When testosterone levels drop

In women, menopause generally marks the end of youth, hence the idea of a “mid-life crisis.” Some women get hot flashes, are moody, irritable and/or depressed. Male menopause, or andropause, is not as clearly defined for men as it is for women.  There probably is a syndrome of testosterone deficiency in aging men, and that testosterone deficiency is manifested by a diminished sexual drive, difficulty in getting or maintaining an erection, lack of energy, even irritability and grumpiness.  There are even changes in a man’s height, caused by bone loss and osteoporosis.

If a man is experiencing any of the symptoms of testosterone deficiency, they need to see their physician and undergo an evaluation which includes a blood test to measure the testosterone level.  Not all male mid-life crises are a result of testosterone deficiency.  First, the doctor must be sure that the symptoms are not due to depression.  Many of the issues in testosterone levels could be confused with the effects of depression. If you’ve got symptoms that may be suspicious, the first thing is to have a thorough physical and laboratory work and make sure you rule out other medical conditions such as diabetes, which also affect testosterone levels. Treat those conditions first, before you consider looking at testosterone.

There is also a useful questionnaire, ADAM-Androgen Deficiency in the Aging Male, that is helpful for men to identify testosterone deficiency.

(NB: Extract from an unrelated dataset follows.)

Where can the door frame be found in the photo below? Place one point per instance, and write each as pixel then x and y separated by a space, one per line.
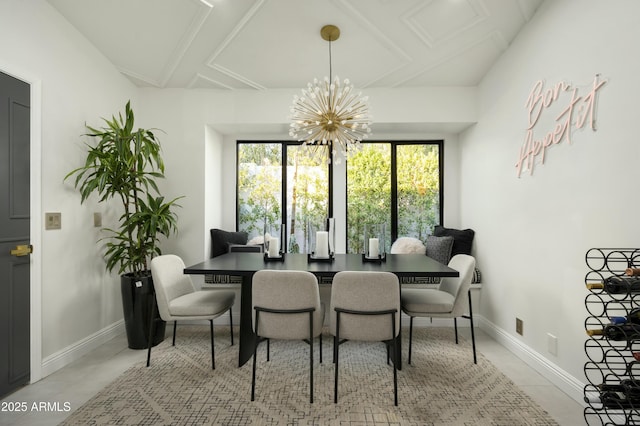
pixel 35 221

The ADAM questionnaire asks you to check for the following symptoms:

  1. Decrease in sex drive
  1. Lack of energy
  1. Decrease in strength and/or endurance
  1. Lost height
  1. Decreased “enjoyment of life”
  1. Sad and/or grumpy feelings
  1. Erections less strong
  1. Deterioration in sports ability
  1. Falling asleep after dinner
  1. Decreased work performance

Men experiencing Loss of morning erections depression, tiredness, memory loss, decreased muscle mass and increased weight, more fragile bones, or a diminished sex drive might be candidates for testosterone replacement therapy.  Treatment of testosterone deficiency is easily accomplished with injections of testosterone, patches placed on the skin that transmit the medication from the skin to the blood stream, or topical gels applied to the upper arm or lower abdomen can quickly restore a man’s libido and sex drive.

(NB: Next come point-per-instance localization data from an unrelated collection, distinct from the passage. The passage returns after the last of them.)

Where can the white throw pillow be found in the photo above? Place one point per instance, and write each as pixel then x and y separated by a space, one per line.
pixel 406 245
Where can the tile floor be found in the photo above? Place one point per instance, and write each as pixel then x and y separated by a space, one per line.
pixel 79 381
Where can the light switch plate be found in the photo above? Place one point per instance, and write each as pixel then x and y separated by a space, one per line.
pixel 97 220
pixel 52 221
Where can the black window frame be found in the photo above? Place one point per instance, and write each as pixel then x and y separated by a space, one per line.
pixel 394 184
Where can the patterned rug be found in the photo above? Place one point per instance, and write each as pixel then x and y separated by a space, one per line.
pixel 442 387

So if you are over 35 and are feeling less than your best, you should talk with your doctor about your symptoms. A complete medical examination that includes laboratory tests can help show whether testosterone supplements might help you feel better. If treatment is suggested, then I encourage men to try it for a period of a few months while keeping track of the changes. If low testosterone is the cause of their symptoms, men will not have to wait long to see the effects of treatment.   Bottom line…men, you may not be able to turn back the clock of time but you certainly can reset your biologic clock with hormone replacement therapy.